Friedman was surprised that Pier knew his nickname, but he said nothing. They arrived at 2 Frankgasse in the center of Vienna. The sign on the door read
AUSTRIAN REFUGEE ORGANIZATION,
but it was actually the Brichah headquarters, a six-room office that hummed with activity. Pier invited Friedman into his office and closed the door. Friedman explained that before leaving for Palestine, he wanted assistance in getting to Stuttgart to collect testimony against two SS officers.
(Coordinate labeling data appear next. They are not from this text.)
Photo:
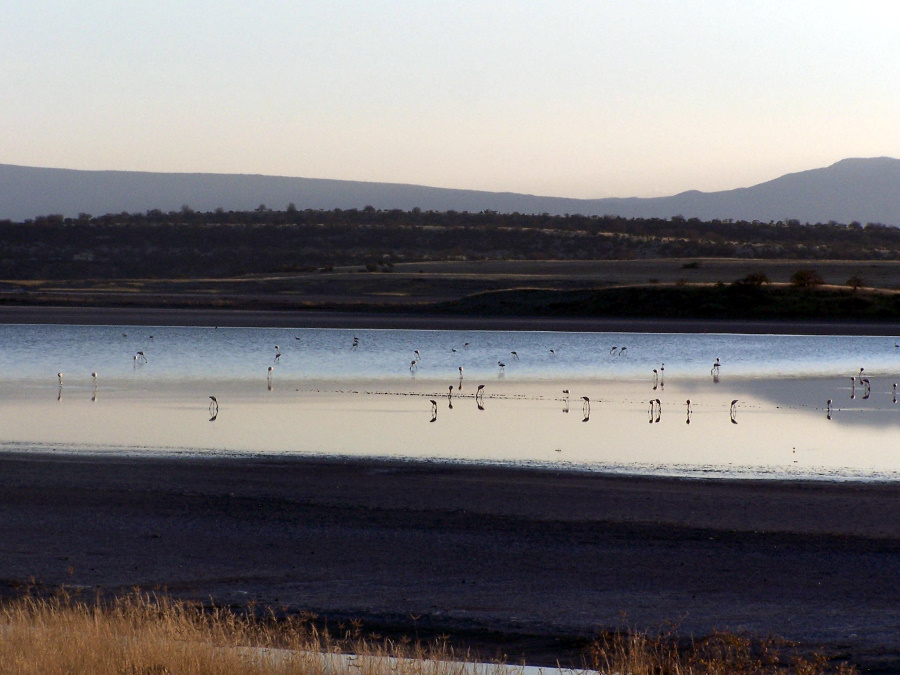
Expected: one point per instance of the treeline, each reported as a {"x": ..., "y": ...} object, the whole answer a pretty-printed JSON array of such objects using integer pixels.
[{"x": 187, "y": 243}]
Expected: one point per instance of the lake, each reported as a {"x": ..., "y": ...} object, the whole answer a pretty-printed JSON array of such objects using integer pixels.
[{"x": 326, "y": 397}]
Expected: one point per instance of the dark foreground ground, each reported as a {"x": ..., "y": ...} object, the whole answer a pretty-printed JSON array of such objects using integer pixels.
[{"x": 519, "y": 562}]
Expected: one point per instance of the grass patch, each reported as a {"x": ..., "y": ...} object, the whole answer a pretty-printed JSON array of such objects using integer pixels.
[{"x": 153, "y": 634}]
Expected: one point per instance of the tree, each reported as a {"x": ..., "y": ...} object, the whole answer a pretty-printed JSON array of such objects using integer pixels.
[
  {"x": 806, "y": 279},
  {"x": 855, "y": 283}
]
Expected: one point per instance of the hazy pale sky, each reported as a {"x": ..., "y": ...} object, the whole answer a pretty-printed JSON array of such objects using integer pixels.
[{"x": 580, "y": 99}]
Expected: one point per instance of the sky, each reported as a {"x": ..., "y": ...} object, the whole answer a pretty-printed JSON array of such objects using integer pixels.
[{"x": 592, "y": 99}]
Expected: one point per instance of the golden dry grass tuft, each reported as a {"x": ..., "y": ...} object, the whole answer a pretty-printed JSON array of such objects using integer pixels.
[
  {"x": 148, "y": 634},
  {"x": 719, "y": 654},
  {"x": 145, "y": 634}
]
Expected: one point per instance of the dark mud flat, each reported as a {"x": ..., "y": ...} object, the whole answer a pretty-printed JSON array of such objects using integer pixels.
[
  {"x": 418, "y": 320},
  {"x": 519, "y": 562}
]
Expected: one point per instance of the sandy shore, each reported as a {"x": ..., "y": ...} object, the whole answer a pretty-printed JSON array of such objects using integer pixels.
[
  {"x": 515, "y": 561},
  {"x": 132, "y": 316}
]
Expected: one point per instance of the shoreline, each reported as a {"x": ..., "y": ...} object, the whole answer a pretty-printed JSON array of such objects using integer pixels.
[
  {"x": 150, "y": 316},
  {"x": 526, "y": 562}
]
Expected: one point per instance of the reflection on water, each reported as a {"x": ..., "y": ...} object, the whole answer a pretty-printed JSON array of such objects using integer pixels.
[{"x": 775, "y": 406}]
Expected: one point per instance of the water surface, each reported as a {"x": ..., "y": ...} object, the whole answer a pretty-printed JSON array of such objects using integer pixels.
[{"x": 324, "y": 396}]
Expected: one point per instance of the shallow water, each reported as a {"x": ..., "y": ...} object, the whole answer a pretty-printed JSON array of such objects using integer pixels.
[{"x": 325, "y": 397}]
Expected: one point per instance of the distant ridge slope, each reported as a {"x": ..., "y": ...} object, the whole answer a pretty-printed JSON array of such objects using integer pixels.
[{"x": 864, "y": 190}]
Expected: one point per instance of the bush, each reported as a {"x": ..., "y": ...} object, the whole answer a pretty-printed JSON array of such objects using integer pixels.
[{"x": 806, "y": 279}]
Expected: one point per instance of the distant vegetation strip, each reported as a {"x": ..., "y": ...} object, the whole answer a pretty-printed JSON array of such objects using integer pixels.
[
  {"x": 219, "y": 244},
  {"x": 719, "y": 301},
  {"x": 714, "y": 301}
]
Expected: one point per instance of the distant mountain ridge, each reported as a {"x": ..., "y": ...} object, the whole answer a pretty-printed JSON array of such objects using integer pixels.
[{"x": 864, "y": 190}]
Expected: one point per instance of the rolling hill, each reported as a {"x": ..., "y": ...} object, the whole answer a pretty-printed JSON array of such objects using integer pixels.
[{"x": 864, "y": 190}]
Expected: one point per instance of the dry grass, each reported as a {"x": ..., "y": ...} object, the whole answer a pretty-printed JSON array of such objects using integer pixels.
[
  {"x": 148, "y": 634},
  {"x": 720, "y": 654}
]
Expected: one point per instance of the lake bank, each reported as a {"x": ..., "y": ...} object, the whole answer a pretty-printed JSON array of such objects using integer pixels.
[
  {"x": 524, "y": 558},
  {"x": 150, "y": 316}
]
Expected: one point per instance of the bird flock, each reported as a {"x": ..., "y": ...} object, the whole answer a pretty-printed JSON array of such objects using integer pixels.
[{"x": 858, "y": 382}]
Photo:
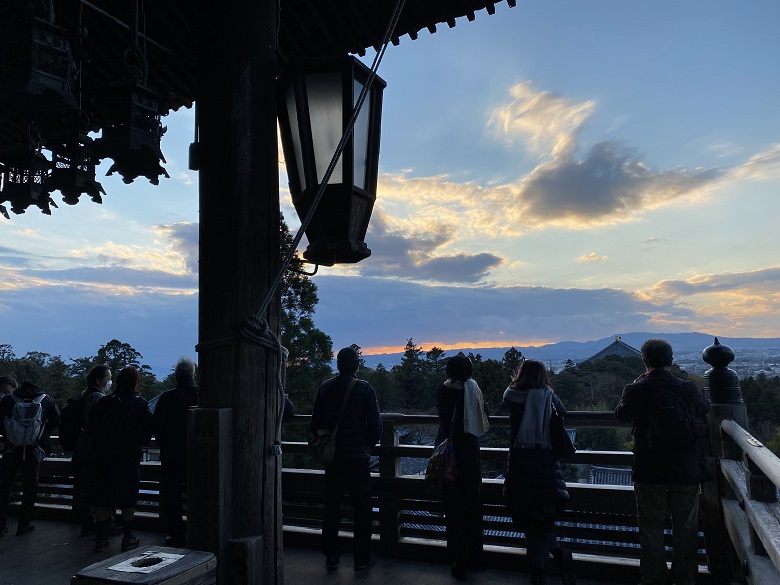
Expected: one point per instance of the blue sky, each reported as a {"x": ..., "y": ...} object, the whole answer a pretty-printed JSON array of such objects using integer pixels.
[{"x": 561, "y": 170}]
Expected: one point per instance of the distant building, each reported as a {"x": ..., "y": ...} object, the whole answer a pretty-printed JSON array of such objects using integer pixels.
[{"x": 618, "y": 348}]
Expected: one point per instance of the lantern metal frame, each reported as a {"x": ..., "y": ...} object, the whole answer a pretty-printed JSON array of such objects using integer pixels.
[
  {"x": 25, "y": 175},
  {"x": 316, "y": 101},
  {"x": 73, "y": 170},
  {"x": 37, "y": 69}
]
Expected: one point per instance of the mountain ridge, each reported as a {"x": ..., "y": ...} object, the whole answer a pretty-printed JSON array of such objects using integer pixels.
[{"x": 577, "y": 351}]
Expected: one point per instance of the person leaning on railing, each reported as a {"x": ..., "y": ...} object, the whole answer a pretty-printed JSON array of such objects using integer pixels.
[
  {"x": 664, "y": 478},
  {"x": 462, "y": 417}
]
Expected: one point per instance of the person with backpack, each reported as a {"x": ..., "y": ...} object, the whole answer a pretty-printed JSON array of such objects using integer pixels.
[
  {"x": 350, "y": 406},
  {"x": 463, "y": 419},
  {"x": 74, "y": 435},
  {"x": 29, "y": 415},
  {"x": 170, "y": 429},
  {"x": 120, "y": 426},
  {"x": 666, "y": 468}
]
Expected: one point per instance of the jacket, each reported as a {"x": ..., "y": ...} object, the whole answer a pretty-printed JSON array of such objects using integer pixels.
[
  {"x": 170, "y": 421},
  {"x": 533, "y": 476},
  {"x": 50, "y": 414},
  {"x": 361, "y": 424},
  {"x": 634, "y": 406}
]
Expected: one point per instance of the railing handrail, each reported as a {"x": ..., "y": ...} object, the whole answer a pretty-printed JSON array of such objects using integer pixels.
[
  {"x": 574, "y": 418},
  {"x": 764, "y": 459}
]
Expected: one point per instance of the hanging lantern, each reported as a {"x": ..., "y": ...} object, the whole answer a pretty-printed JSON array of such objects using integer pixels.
[
  {"x": 316, "y": 102},
  {"x": 73, "y": 171},
  {"x": 24, "y": 176},
  {"x": 37, "y": 70},
  {"x": 133, "y": 140}
]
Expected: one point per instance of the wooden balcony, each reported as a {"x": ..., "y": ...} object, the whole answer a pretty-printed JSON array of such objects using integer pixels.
[{"x": 599, "y": 523}]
"What are their names?" Pier asked, paging through a small black notebook on his desk. "This little notebook is the result of two years of hard work in Palestine ... Konrad Buchmayer? Yes, he's listed ... There's a Gestapo officer named Schokl in Radom. That must be your man, Richard Schoegl." He made a quick mark with a red pencil by each name. Then Pier looked up at Friedman. "Tadek, a few weeks ago, the leader of your kibbutz told me about you, and about your work in Danzig."
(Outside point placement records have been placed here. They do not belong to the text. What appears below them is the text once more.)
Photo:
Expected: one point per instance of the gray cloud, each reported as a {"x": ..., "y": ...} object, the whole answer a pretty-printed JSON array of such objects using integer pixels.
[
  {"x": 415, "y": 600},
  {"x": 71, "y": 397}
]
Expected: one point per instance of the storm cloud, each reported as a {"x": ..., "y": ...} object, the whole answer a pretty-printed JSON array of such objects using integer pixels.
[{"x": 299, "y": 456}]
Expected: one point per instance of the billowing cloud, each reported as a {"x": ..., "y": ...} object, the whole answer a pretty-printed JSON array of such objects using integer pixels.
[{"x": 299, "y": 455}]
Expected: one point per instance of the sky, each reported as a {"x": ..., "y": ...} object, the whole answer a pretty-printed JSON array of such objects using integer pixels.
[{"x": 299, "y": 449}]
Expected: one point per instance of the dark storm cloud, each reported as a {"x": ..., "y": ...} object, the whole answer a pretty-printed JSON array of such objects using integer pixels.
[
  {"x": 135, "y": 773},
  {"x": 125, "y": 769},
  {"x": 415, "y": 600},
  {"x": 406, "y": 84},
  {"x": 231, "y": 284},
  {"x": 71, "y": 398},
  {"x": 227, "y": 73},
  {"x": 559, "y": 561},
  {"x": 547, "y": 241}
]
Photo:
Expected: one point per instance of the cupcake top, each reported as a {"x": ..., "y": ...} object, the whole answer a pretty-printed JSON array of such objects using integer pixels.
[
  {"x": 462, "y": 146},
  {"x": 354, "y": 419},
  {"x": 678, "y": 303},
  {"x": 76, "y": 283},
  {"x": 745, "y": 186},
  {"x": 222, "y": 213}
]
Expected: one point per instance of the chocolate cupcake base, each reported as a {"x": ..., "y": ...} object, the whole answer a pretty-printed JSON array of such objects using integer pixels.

Pier explained that he had emigrated from Vienna when the Nazis had taken over. After a few years helping others get to Palestine, the Jewish Agency had tasked him with collecting evidence on Nazi war criminals from refugees arriving in Haifa. Over the next eighteen months, he had collected dossiers on thousands of Germans, which he had then passed to the American OSS and the International Criminal Tribunal in Nuremberg. Pier told Friedman that at the end of the war, David Ben-Gurion, the leader of the Jewish Agency, had brought Pier and other top people in the organization together and had called on them to go to Europe to lead the movement of Jews to Palestine. This would further their efforts to create an independent state. Ben-Gurion also had instructed them to join the Allies in hunting down war criminals, using the information that Pier had collected. They must be brought to justice, Ben-Gurion had insisted, hammering his fist on the table for emphasis.
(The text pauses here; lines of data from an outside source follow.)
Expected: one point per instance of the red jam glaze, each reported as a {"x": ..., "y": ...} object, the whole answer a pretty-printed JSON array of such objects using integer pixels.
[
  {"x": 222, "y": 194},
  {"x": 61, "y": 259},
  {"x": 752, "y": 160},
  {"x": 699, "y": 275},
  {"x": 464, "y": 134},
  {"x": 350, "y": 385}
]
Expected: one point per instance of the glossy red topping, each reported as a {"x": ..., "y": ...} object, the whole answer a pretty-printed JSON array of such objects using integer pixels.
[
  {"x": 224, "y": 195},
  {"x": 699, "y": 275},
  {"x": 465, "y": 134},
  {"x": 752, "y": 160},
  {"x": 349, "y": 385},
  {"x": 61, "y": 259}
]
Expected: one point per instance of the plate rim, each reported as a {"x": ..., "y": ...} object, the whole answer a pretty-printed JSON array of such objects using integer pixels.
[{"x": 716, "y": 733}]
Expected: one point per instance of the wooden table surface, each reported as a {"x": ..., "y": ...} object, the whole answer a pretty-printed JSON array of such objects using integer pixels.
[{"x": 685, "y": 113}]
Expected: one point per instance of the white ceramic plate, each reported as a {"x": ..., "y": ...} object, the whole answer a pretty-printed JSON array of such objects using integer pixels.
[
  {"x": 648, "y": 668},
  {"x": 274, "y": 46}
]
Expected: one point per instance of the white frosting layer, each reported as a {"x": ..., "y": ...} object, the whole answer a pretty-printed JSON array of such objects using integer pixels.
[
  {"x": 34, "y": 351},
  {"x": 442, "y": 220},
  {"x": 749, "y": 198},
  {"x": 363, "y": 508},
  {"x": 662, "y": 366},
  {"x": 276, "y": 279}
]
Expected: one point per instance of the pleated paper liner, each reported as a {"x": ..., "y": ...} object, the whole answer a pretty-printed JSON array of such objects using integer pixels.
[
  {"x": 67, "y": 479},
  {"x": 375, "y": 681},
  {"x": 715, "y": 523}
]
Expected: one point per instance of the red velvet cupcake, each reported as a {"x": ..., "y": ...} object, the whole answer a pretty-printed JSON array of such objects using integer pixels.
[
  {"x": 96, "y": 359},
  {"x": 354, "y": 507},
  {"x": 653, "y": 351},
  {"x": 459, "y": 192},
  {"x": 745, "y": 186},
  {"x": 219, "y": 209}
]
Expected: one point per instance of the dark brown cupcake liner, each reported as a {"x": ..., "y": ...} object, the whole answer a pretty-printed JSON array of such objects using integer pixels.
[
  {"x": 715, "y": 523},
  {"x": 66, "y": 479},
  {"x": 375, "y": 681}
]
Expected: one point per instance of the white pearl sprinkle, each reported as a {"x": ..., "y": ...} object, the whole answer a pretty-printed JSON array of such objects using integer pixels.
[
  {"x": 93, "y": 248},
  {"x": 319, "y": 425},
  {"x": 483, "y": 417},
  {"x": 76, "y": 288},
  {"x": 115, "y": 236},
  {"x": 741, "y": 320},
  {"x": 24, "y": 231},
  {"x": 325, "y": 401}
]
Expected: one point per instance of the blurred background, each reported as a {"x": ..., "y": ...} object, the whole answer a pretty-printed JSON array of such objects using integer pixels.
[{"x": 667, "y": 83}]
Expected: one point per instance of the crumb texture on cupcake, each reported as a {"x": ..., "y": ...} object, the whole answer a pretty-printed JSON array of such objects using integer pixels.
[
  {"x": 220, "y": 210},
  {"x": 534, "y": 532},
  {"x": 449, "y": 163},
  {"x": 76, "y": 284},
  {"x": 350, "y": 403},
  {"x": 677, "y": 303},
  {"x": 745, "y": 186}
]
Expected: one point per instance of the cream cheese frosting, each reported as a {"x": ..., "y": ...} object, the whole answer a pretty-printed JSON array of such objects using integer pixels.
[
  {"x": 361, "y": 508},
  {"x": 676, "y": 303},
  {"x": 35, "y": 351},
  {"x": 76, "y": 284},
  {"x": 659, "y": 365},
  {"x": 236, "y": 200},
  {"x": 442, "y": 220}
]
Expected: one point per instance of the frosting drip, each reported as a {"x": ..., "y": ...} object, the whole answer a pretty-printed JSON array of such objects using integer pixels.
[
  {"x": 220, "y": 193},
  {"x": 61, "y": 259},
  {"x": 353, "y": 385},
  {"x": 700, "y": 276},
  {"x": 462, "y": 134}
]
Posing as a journalist, Pier had arrived in November 1945, carrying with him a briefcase with a false bottom containing the notebook and gold sovereigns to fund his operation. He had soon found himself overwhelmed by his responsibilities smuggling refugees to Palestine. He was just now putting together a team to go after the war criminals in earnest and to bring them to trial. "This is not an easy job. None of us here works for money," Pier said. "I know you've experience in this, and I am asking you to work with us, to find these murderers."

Friedman listened. He now understood why he had survived the horrors of the war: to do this work.

"Did you ever hear of Adolf Eichmann?" Pier asked, pointing to his name in the notebook.

Friedman told him no, feeling foolish for not knowing who he was.

"You must find Eichmann. I will say it to you again: you
must
find Eichmann." Pier gestured again to his notebook. "I want to be able to put a line through it."

Friedman had his mission. He was one of several men Pier was setting on the trail of the lieutenant colonel he had first known in Vienna. Pier had heard many stories about Eichmann over the past two years, particularly about his deeds in Hungary. He wanted him captured and brought to justice.

The Haganah was not the only group after Eichmann. Other pursuers, operating independently, had some of the same information as Pier and believed that they already had their target in sight. Unlike Pier, however, they wanted immediate justice, not a trial.

 

 

Five Jewish avengers, outfitted with British army uniforms and Sten guns, hid their jeep in a grove of trees outside a small village between Linz and Salzburg. They waited for the last of the light to drain from the sky. Their eyes were trained on a small two-story chalet. When night completely enveloped them, they slowly made their way up the hillside to kill Adolf Eichmann.